The Real Reason Americans Often Associate Pineapples With Hawaii

In the minds of many Americans, pineapples are directly tied to the Hawaiian Islands. The Spruce Eats states that Christopher Columbus had a hand in spreading the golden fruit across the globe after transporting it to Europe from the island of Guadeloupe in the late 1400s, but the pineapple took quite a few journeys across unrelated waters before finding its way into American culinary culture.

Botanically named Ananas comosus, the fruit became known as pineapple due to its similarity in appearance to a pine cone. Native to Brazil, Paraguay, and Argentina — not Hawaii – Smithsonian Magazine reports people are not sure who can be credited with introducing the fruit to the area. (The outlet names Don Francisco de Paula Marin as a possible source, a Spanish sailor who provided the first written account of the fruit in the early 1800s.) Regardless of how it got there, the pineapple went on to become one of the most highly prized and expensive fruits in the world (via Historic UK). This didn't escape the notice of young American entrepreneur James Dole, who set his sights on Hawaii's pineapple plants in 1899. (As noted by Smithsonian Magazine, Dole arrived on the pineapple plantation scene just a year after the United States annexed the islands.) Pineapples and Hawaii would become forever intertwined thanks to his passion and marketing know-how.

The persuasive power of pineapple marketing

Though James Dole was only 22 years old when he dove into pineapple infamy, per Smithsonian Magazine, he already knew a thing or two about growing and marketing food. As a newly minted graduate of Harvard University with a degree in business and horticulture, Dole turned a $1000 investment into the Hawaiian Pineapple Company, launching what the Dole Food Company today calls one of America's earliest national consumer advertising initiatives.

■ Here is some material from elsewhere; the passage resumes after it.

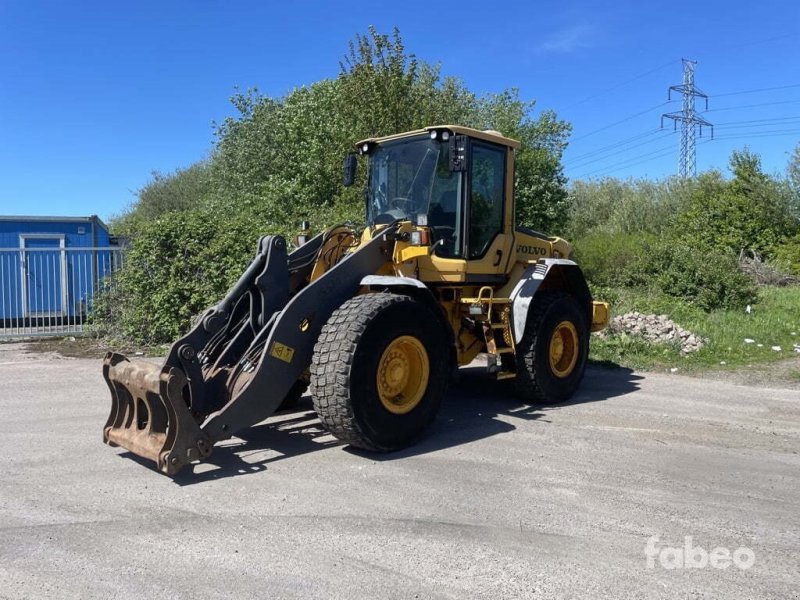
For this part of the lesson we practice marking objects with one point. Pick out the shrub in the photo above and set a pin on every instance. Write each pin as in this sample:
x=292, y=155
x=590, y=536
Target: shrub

In partnership with other Hawaiian pineapple growers, he advertised the fruit in magazines nationwide. Dole's efforts paid off — by 1915, he transformed pineapples into the second-largest industry in Hawaii. After buying Lanai Island seven years later, he created what became the largest pineapple plantation in the world, according to Hawaii Magazine. To honor his achievements, the company began adding the Dole name to its products in 1933.

Though the company moved its pineapple-growing operations to the Philippines and elsewhere in the early 1960s, the Hawaiian-born brand continues its strong connection to the islands. Dole still owns almost 3,000 acres of pineapple fields in Wahiawa on the island of Oahu, with the Dole Plantation solidifying its history and influence as a major tourist attraction that hosts a million or more visitors annually.

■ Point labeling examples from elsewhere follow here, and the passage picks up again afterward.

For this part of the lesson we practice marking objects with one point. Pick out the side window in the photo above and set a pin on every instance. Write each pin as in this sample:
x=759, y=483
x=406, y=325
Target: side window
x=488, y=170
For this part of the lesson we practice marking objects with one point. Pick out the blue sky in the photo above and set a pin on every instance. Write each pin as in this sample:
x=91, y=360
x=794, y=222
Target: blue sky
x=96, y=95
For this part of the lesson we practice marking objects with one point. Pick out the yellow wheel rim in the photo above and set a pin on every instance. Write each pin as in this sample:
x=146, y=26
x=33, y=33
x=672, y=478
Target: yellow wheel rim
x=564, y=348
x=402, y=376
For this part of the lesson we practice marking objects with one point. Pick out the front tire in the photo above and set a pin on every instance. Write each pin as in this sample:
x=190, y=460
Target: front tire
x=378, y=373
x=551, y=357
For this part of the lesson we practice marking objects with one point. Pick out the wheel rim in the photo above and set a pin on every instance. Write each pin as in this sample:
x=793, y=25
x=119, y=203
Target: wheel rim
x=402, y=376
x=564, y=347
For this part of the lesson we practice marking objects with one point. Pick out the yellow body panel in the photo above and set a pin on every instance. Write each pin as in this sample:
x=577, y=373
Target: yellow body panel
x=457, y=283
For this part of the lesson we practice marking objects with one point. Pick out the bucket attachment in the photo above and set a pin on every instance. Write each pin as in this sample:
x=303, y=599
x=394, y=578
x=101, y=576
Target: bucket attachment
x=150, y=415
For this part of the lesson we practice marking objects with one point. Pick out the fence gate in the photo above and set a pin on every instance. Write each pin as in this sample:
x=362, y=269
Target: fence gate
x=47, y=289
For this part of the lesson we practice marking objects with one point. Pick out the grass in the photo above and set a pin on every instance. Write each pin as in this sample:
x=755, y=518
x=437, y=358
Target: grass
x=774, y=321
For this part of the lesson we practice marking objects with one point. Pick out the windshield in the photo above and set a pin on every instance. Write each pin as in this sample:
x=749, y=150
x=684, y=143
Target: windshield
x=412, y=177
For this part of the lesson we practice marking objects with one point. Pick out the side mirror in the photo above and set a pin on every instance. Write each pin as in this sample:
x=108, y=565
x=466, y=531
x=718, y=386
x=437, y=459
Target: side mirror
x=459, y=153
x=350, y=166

Described as a former roadside fruit stand, the Dole Plantation site now features attractions like a two-mile train journey, pineapple maze, and garden showcasing tropical fruits and coffee plants. Dole offers fresh pineapples to take home as gifts (available pre-packed and delivered to the airport, shares the Los Angeles Times) perpetuating the fond association of pineapples with The Aloha State.